As he celebrates the harvest and his successful trek into market, Tam enjoys the conviviality of his friends in the pub knowing his wife admonished him to sell the goods and head home. Here the framing narrator steps in to give the unfolding story the feeling of a cautionary tale. “Oh, Tam,” says the narrator, “had you but been so wise / As to have taken your own Kate’s advice” (Lines 17-18). A dutiful husband would surely respect his wife’s common-sense advice. But Tam lingers, one creamy ale after another, one more story and then one more. He revels in the behavior, living up to his wife’s harsh critique of him, “a waster / A rambling, blustering, drunken boaster” (Line 20). Indeed, in short order, Tam’s delayed exit compels him to fight his way through the storm. Then, against his own better judgment, he cannot resist peering into the windows of the haunted church. And even as he watches the witches cavort, he cannot control his own desires as he watches the comely witch strip to her underclothes.

In short, the poem cautions husbands: obey your wife; do not give in to unchecked curiosity, and above all do not give in to lust or get involved with fantasy women. All good advice, except that in the poem Tam never actually pays for his disobedience, his errant curiosity, or his formidable lust. He escapes without penalty, thus rendering ironic the normal logic of a cautionary tale. The only one who really pays any price for Tam’s careless, selfish and boorish behavior is his horse. Thus, the poem can be read through an ironic lens in which it paradoxically extols the value of enjoying life’s every moment, always giving into curiosity, and relishing the powerful expressions of the libido.

The Power of Storytelling

“Tam O’Shanter” is a told poem; it uses a narrative frame to begin and end the action and to provide quiet commentary along the way. The Scottish dialect only underscores the immediacy of a story being told. The narrator speaks through the entire first 36 lines, setting up the story, the principal characters, the pub setting, and even giving some indication of Tam careless character. Periodically the narrator returns to comment on the unfolding action. In the closing lines, the narrator returns to offer what ultimately is a kind of mock-theme, do not act like Tam O’Shanter or your horse will pay the price.

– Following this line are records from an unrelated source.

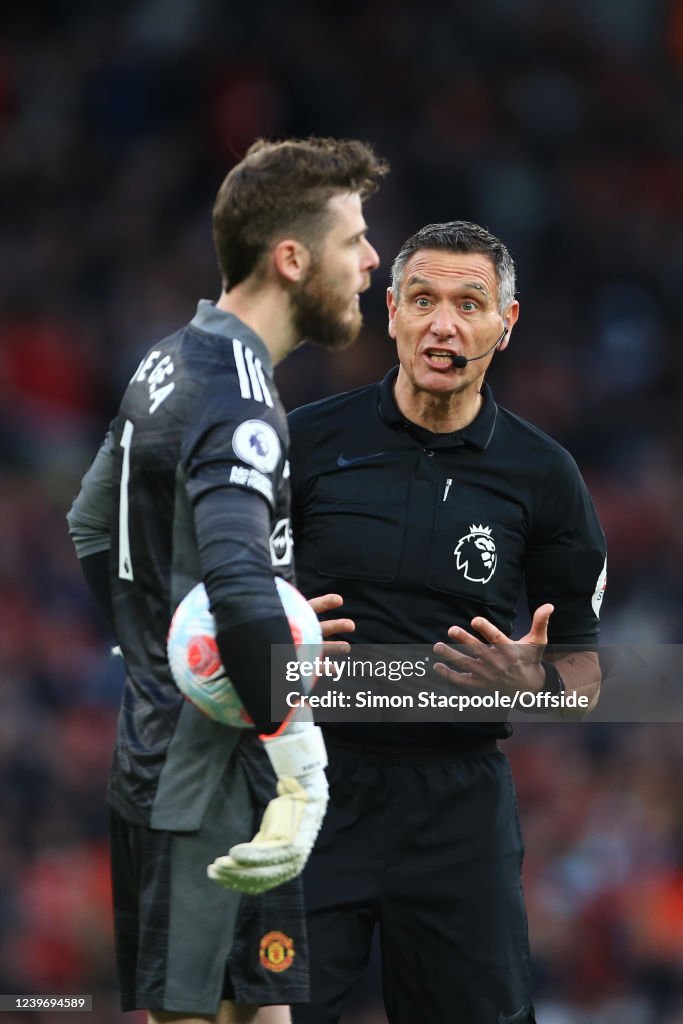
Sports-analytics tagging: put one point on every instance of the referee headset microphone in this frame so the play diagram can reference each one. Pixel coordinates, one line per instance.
(460, 361)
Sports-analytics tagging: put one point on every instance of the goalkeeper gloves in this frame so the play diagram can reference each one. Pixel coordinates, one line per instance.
(291, 821)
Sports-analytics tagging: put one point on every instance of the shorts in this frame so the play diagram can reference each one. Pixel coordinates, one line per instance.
(430, 853)
(182, 942)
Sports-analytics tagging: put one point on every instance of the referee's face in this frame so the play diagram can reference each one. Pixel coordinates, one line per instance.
(327, 303)
(447, 305)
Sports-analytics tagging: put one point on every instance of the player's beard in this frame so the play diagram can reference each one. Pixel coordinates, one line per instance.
(321, 314)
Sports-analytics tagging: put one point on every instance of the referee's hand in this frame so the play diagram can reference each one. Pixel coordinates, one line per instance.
(496, 663)
(331, 627)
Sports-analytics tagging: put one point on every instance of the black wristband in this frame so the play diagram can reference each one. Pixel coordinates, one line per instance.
(554, 682)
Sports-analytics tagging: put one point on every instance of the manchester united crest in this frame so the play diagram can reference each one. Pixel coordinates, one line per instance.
(276, 951)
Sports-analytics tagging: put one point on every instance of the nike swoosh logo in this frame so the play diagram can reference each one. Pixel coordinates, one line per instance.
(341, 461)
(514, 1018)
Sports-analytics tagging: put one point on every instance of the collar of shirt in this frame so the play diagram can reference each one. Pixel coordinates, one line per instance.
(478, 433)
(213, 321)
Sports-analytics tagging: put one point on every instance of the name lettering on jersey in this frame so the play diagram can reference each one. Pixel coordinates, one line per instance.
(600, 587)
(475, 554)
(256, 442)
(154, 372)
(252, 478)
(250, 374)
(282, 544)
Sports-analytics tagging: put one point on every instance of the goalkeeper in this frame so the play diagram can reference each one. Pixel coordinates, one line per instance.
(191, 484)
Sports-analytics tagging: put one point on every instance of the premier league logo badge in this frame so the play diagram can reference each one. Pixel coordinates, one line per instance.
(475, 554)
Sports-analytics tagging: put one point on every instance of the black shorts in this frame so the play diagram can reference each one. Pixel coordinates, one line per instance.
(182, 942)
(431, 853)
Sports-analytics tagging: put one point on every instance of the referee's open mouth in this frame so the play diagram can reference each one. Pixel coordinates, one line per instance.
(439, 358)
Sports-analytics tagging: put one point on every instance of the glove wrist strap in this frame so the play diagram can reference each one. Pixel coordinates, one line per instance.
(297, 754)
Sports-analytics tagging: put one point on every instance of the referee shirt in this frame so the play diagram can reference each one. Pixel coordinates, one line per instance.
(420, 531)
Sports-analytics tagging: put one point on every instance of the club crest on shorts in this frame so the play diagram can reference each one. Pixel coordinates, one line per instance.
(275, 951)
(475, 554)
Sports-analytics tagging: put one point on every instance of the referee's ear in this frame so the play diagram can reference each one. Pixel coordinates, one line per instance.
(391, 307)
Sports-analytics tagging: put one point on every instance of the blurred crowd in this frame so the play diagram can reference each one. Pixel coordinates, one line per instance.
(556, 125)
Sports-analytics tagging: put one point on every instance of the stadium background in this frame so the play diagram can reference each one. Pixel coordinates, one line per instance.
(557, 125)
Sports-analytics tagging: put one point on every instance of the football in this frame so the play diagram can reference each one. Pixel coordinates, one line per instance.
(195, 660)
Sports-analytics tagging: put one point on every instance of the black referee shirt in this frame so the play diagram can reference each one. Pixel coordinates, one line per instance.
(420, 531)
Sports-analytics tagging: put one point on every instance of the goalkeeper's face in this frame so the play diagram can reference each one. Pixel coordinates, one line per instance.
(326, 304)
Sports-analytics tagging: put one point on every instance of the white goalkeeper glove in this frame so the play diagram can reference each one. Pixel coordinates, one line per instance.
(291, 821)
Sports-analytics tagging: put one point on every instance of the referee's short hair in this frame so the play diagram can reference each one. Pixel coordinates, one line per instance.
(281, 189)
(460, 237)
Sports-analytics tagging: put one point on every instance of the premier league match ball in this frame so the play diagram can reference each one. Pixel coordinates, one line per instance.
(195, 660)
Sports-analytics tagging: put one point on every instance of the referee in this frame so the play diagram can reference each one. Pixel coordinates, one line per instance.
(427, 506)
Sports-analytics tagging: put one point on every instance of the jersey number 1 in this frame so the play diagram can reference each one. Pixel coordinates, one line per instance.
(125, 562)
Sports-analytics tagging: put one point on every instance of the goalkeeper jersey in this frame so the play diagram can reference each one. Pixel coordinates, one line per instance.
(196, 469)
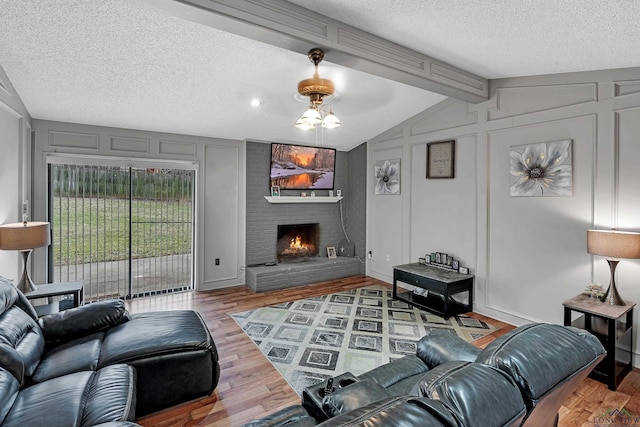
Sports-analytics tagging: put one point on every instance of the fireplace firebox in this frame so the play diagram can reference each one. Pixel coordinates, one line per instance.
(297, 241)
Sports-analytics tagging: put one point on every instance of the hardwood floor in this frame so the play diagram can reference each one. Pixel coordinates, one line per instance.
(250, 387)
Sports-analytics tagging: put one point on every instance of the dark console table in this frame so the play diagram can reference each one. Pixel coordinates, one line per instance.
(613, 325)
(440, 283)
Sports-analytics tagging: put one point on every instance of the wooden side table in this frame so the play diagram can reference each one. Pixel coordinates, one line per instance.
(76, 289)
(613, 325)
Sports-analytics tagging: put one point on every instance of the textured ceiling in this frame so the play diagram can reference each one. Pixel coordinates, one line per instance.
(502, 38)
(121, 63)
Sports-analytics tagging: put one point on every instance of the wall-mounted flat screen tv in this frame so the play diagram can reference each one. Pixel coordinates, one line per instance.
(298, 167)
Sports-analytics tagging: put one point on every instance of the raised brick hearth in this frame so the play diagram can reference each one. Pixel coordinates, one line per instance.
(289, 274)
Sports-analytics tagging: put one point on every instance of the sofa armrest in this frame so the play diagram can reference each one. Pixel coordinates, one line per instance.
(80, 321)
(294, 415)
(354, 396)
(442, 346)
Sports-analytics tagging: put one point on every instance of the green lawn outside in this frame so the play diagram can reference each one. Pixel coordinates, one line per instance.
(92, 230)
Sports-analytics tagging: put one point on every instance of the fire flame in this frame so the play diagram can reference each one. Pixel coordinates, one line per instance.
(297, 243)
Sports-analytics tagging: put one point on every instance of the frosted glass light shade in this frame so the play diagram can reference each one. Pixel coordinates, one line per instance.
(302, 125)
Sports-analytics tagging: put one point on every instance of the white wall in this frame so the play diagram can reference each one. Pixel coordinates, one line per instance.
(15, 168)
(528, 253)
(220, 176)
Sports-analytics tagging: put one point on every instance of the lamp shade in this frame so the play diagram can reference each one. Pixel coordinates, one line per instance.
(613, 243)
(24, 235)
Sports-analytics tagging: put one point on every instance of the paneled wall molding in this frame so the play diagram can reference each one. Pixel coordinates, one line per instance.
(295, 28)
(10, 100)
(73, 140)
(627, 87)
(129, 145)
(540, 98)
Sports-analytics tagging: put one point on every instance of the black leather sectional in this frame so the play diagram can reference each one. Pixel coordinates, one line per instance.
(520, 379)
(98, 364)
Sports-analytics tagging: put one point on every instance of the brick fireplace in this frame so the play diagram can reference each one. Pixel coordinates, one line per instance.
(296, 241)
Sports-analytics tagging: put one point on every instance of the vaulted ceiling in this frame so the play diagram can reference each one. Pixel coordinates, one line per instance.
(194, 66)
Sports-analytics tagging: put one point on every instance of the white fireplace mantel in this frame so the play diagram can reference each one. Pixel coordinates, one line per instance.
(299, 199)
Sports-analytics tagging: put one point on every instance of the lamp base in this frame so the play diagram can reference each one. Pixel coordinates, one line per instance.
(26, 284)
(611, 297)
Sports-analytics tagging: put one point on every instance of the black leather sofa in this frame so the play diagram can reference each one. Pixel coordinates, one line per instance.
(520, 379)
(97, 363)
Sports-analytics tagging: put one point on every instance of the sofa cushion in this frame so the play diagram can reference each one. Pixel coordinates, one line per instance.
(539, 356)
(173, 353)
(111, 396)
(441, 346)
(154, 334)
(80, 399)
(21, 343)
(479, 395)
(9, 388)
(396, 372)
(354, 396)
(81, 354)
(80, 321)
(291, 416)
(397, 411)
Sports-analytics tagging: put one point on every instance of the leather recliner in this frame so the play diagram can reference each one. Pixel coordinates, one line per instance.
(520, 379)
(171, 353)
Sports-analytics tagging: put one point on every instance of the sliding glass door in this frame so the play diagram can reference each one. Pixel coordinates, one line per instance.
(126, 231)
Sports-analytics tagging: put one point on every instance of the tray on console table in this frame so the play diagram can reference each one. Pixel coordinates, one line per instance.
(442, 285)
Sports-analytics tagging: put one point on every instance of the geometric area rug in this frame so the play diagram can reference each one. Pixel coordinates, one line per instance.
(315, 338)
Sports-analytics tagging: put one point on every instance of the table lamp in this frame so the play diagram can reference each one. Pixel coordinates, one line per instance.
(613, 244)
(24, 237)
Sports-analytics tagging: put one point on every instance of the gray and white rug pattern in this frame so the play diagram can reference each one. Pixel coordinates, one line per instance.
(312, 339)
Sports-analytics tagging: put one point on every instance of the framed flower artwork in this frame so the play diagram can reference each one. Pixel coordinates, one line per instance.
(542, 169)
(387, 174)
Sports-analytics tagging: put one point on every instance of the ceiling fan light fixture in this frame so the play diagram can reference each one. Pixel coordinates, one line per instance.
(331, 121)
(316, 88)
(303, 126)
(311, 116)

As an epic, albeit a mock-epic, “Tam O’Shanter” celebrates the joy of storytelling. In creating the fantastic narrative of a lovable, if imperfect, farmer who ends up being chased by demons from Hell, the poem foregrounds the story, surely not any lesson the unrepentant reprobate Tam would learn; indeed, the tale itself renders any kind of moral lesson an act of purest irony. With vividly crafted scenes, idiosyncratic characters, and whirlwind action, the poem celebrates the immediacy of storytelling, a tradition ancient in the Scottish agrarian culture. From generation to generation, stories were passed down through families and friends gathered around fireplaces much like the one in the pub in the opening scene. That oral tradition is key to not only the immediacy and intimacy of the poem but also Burns’ keen sense of the storytelling tradition as an element of the Scottish national character.